円安が続く中で、日米は遂に「伝家の宝刀」とも言うべき協調介入を行った。実に18年ぶりの事態である。ちなみに、為替に対する政府の介入というのは、それ自体が変動相場制に対する挑戦であり、悪口を言おうと思えば「為替操作(マニピュレーション)」という非難も可能である。従って、多くの場合は関係する当局からは正式な発表は行われない。
けれども、今回の協調介入に関する米国側の対応は異例である。ベッセント財務長官は協調介入の事実を堂々と認めて説明もしているし、それどころかトランプ大統領自身が専用機内の「囲み取材」にあたって大統領自ら円救済を行う旨の発言を行っている。

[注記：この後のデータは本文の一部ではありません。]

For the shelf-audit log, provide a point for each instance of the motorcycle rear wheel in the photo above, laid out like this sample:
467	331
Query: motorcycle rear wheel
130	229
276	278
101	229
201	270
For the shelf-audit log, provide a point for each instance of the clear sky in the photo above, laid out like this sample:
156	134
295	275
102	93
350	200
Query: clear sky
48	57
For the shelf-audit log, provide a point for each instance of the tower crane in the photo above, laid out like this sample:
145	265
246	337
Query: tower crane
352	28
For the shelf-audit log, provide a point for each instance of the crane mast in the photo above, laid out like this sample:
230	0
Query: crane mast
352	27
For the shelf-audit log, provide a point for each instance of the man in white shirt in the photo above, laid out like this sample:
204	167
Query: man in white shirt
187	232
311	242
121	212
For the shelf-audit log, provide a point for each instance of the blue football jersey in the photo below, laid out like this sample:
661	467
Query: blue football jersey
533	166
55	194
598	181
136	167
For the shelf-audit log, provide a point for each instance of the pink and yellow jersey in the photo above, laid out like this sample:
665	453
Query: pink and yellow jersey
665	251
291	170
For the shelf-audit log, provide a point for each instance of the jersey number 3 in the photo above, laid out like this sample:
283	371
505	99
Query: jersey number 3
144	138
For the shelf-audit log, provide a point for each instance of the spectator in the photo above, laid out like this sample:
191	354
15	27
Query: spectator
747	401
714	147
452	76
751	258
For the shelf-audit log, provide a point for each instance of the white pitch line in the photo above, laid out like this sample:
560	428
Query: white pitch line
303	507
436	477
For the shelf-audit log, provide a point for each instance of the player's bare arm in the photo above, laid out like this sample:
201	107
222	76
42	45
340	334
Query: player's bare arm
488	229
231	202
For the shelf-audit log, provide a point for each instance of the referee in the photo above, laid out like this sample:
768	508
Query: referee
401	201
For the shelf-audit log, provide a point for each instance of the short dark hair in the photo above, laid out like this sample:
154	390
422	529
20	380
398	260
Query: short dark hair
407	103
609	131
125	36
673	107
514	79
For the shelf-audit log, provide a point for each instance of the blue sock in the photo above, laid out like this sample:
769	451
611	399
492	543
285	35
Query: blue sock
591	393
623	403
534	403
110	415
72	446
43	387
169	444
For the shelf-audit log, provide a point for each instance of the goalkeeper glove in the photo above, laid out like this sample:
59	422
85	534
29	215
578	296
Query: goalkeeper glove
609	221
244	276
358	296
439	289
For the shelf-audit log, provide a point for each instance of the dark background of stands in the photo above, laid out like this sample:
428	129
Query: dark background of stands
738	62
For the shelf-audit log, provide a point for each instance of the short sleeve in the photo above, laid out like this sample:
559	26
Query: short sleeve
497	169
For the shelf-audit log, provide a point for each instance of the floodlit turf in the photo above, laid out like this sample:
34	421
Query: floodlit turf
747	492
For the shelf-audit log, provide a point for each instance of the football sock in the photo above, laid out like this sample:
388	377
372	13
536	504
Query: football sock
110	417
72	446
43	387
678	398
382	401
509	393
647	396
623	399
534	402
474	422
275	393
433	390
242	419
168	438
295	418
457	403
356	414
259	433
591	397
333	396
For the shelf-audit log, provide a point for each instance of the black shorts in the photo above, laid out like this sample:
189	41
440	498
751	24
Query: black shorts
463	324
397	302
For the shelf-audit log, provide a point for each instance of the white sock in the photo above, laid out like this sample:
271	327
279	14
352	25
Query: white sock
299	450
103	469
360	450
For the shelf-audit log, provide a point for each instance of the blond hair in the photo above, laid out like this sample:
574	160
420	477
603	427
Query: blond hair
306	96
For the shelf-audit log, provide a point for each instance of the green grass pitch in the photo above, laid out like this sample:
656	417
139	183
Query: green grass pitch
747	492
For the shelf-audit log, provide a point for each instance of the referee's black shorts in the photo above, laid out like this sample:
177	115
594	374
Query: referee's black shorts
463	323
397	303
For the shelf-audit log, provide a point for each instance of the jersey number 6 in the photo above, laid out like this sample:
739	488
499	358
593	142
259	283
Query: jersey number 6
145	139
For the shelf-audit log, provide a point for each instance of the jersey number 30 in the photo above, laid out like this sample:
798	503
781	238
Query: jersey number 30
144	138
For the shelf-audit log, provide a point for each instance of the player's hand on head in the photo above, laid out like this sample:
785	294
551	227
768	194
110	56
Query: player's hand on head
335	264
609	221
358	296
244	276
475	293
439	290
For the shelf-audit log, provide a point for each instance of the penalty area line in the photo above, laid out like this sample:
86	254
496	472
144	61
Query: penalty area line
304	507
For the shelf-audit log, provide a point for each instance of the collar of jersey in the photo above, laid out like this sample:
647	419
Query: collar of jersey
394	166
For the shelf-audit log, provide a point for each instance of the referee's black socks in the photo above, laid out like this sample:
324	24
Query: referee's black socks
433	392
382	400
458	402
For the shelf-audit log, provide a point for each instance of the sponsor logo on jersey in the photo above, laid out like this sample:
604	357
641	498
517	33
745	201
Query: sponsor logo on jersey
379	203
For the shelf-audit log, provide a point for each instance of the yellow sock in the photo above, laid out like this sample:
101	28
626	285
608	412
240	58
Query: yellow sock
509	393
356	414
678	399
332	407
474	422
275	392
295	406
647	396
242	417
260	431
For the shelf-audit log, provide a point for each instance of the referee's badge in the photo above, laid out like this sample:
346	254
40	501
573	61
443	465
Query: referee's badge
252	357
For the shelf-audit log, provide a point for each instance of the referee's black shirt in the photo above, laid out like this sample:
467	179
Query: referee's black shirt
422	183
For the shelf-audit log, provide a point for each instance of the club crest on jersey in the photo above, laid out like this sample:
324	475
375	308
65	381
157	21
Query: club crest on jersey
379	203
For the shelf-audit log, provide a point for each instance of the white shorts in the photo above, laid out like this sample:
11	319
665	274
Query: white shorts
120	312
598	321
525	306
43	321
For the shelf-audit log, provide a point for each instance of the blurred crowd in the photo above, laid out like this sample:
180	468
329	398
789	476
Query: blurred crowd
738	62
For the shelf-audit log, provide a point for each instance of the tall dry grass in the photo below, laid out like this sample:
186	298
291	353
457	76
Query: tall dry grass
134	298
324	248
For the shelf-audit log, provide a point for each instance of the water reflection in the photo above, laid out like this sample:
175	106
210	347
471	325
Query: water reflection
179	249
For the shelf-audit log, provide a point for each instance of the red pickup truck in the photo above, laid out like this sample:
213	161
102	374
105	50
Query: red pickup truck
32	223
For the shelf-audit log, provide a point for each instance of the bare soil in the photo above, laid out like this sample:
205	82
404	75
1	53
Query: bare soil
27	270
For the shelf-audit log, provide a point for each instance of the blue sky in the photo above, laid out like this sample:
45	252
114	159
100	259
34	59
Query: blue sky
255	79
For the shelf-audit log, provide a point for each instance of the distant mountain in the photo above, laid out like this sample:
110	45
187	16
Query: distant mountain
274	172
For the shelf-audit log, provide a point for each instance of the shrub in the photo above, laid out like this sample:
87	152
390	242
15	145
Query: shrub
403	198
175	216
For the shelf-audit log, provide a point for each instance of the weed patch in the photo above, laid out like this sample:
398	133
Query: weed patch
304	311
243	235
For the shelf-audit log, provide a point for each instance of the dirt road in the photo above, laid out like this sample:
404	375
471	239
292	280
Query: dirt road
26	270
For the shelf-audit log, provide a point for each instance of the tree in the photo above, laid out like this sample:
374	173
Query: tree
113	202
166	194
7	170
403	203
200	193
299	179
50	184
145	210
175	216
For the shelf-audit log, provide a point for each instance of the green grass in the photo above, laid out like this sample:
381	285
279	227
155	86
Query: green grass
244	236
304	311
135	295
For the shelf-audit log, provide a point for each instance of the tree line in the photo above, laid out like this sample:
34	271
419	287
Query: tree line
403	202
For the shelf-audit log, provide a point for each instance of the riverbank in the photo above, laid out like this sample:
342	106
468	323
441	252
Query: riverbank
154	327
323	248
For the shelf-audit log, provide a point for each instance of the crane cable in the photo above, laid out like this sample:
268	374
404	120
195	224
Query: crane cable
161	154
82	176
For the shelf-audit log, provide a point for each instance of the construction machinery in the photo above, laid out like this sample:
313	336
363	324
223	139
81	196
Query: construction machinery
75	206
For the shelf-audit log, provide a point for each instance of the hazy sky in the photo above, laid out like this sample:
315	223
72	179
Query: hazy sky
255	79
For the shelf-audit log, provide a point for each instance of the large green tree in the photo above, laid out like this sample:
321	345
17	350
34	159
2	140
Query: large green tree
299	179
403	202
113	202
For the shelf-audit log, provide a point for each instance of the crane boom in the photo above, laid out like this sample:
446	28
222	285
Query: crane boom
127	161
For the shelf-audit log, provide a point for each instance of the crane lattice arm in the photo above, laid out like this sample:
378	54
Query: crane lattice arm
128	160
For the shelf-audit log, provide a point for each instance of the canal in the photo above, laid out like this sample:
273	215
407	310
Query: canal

日本側の片山さつき財務相とすれば、いわば最大限の対応を引き出すことに成功したと言えよう。
では、この協調介入について、米国側がそこまでの対応を決断した背景は何であろうか。多くの要素が絡み合った上での判断であり、これを読み解くのは難しい。
まず、米国側の利害としては、当面の円安は好都合という要素がある。
何よりも、円安により値ごろ感の出ている日本の不動産と株には、まだまだ米国からマネー流入のニーズはある。リスクのレベルを幅広く取ってポートフォリオを組む米国の投資家としては、依然として円安を前提とした投資を続ける意志はあるからだ。
これに加えて、俗に言う「円キャリー取引」、つまり安くて金利の低い円で資金調達をして欧米で回すという投資方法も続けられている。こちらは円水準の緩やかな低下が前提になっていると言っても良い性格のものだ。
もちろん、米国側としては円高がメリットになるという要素はある。日本からの輸出がアメリカでの現地生産に切り替わるとか、これを含めた日本の対米投資がしやすくなるのは事実だろう。
けれども、現在進められている日本の対米投資は政治的な背景から決定されたものが多く、円高になったからといって拡大するものとは言えない。また日本からダイレクトに米国に輸出される対米貿易黒字には往年のボリュームはない。
このように米国側のメリットとデメリットを考えると、ここまで派手に協調介入を行う意味合いは見いだせない。けれども、トランプ政権は確かに協調介入を実施した。これをどう理解したら良いのか、そこでカギを握るのはスコット・ベッセント財務長官の存在である。
ベッセント氏を一言で言い表すのであれば、市場の申し子である。若き日にはジム・ロジャースに師事、その後はジョージ・ソロスの懐刀として活躍した後に自立。20世紀末から21世紀初頭にかけて株と為替を軸に稼ぎに稼ぎまくった人物である。
現在のアメリカ経済は、非常に難しい局面に立たされている。コロナ禍以来の過剰とも言える資金はまだ市中に溢れている。これに加えて、バブル化したAI投資と同じくバブル化した不動産投資が市場を支えている。
AIは雇用への悪影響や暴走への懸念など負の側面が明らかになる中で、それでも投資をし続けている。不動産バブルは、賃貸価格の高騰を誘発し、若い世代に巨大な現状不満を供給している。一方で、減税を続ける中では連邦政府の財政は改善せず、米国債の金利は上昇の気配を見せている。
そんな中で、トランプ政権は3カ月後に中間選挙を控えている。2期目の大統領の中間選挙というのは、通常であれば政権の総仕上げではあっても、切迫感は少ないことが多い。けれども、今回の中間選挙というのは仮に政権与党が大敗した場合には大統領への弾劾が実施される可能性が取り沙汰されており、政権には非常な緊迫感がある。